Especially sensitive to the imperatives for acting out a messianic leadership role during his [time as a guerrilla commander] …deliberately constructing a mythological legitimacy.. to engender hopes that salvation would be achieved through heroic self-sacrifice

.

Did the charismatic leader make a difference? The more you dig, the more complexities emerge. Whether you read to challenge the idea of the great leader, or to challenge it, read for yourself.

Look on my works, ye mighty and despair

Today’s story of the tribute in Parliament Square is more of an ironic tale. One version might run as follows.

The idea of erecting a statue to Nelson Mandela has been around for over a decade. There was (and still is) a highly suitable place in Trafalgar Square, which has four plinths for monumental pieces. Three are occupied with military and monarchic figures. The fourth would be particularly appropriate as it is close to the South Africa House, focus of so many ‘Free Nelson Mandela’ demos during his imprisonment on Robben Island.

When the public was invited to suggest appropriate images, For some while, a favored image was of a piece which would celebrate animals in wartime service. Nelson Mandela was among other front runners together with The Queen, Margaret Thatcher, Lady Diana, as well as long shots such as David Beckham, Winnie the Pooh, and a very large Pidgeon, (capturing one of the more intrusive visiting groups that flock to Trafalgar Square).

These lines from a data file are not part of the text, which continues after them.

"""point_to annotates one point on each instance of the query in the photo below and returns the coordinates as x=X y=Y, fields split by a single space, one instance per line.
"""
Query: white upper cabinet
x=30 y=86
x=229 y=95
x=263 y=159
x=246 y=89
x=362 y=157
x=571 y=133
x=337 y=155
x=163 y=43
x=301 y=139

The fund-raising ran ahead of the official decision, and the statute commissioned was considered too massive for the original location. Eventually the political pieces fell into place, and Nelson Mandela’s image was unveiled at Parliament Square, rather than close by to that other Nelson atop his column in Trafalgar Square.

What the poet says

Trust the poets to have something interesting to say. Anyone with a taste for such things will find something in Shelley’s words I borrowed above.